Students read and analyze Laertes’s farewell monologue to Ophelia and a brief conversation between Ophelia and Laertes on lines 1–55 of Act 1.3. This selection provides an opportunity to engage with concepts such as gender roles, family duty, and chastity, which will be important for Ophelia’s character development and crucial to students’ understanding of the excerpt from Virginia Woolf’s A Room of One’s Own later in the year.
- besmirch (v.)
- circumscribed (v.)
- prodigal (adj.)
- calumnious (adj.)
- imminent (adj.)
- wary (adj.)
- fashion (n.)
- libertine (n.)
Read Act 1.3 in its entirety (from “My necessaries are embarked. Farewell. / And, sister” to “Come your ways / I shall obey, my lord”). Note how Ophelia interacts with her brother and father.
What does Laertes mean when he uses the phrase “Hamlet, and the trifling of his favor” (line 6)?

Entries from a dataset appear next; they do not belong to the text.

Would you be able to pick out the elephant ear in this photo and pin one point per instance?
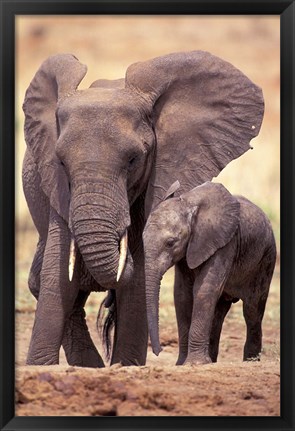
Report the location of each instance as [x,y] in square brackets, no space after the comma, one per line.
[58,77]
[215,218]
[204,113]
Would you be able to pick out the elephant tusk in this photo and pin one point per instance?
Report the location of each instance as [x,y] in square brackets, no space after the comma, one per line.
[72,259]
[123,254]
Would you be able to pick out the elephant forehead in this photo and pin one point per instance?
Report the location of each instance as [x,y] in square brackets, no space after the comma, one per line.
[165,220]
[107,103]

How does Laertes describe Hamlet’s affection in lines 6–11? How does Laertes tell Ophelia to react to Hamlet’s affection?
How are Hamlet’s choices different from the choices of “unvalued persons” (line 22)? Whom do Hamlet’s choices affect?
According to Laertes, why is it that Hamlet’s “will is not his own” (line 20)?
What do lines 14–27 suggest about Laertes’s views about Hamlet?
What is Laertes’s concern for Ophelia?
What metaphor for Hamlet’s pursuit of Ophelia does Laertes develop in his speech? What is the impact of the metaphor?
How does Ophelia respond to Laertes’s advice about chastity?
What does Ophelia mean when she tells Laertes, “Do not as some ungracious pastors do” (line 51)?
What does the conversation between Ophelia and Laertes demonstrate about gender roles in the play?
Respond briefly in writing to the following prompt:
- How does Shakespeare develop the characters of Laertes and Ophelia in relation to one another?
Look at your texts and notes to find the most significant and relevant evidence, and to practice writing a strong introductory statement. Use this lesson’s vocabulary wherever possible and the Short Response Rubric and Checklist to guide your written responses.
In Act 1.3, how does Polonius’s tone toward Ophelia differ from Laertes’s tone toward Ophelia? Use evidence from the text to support your response.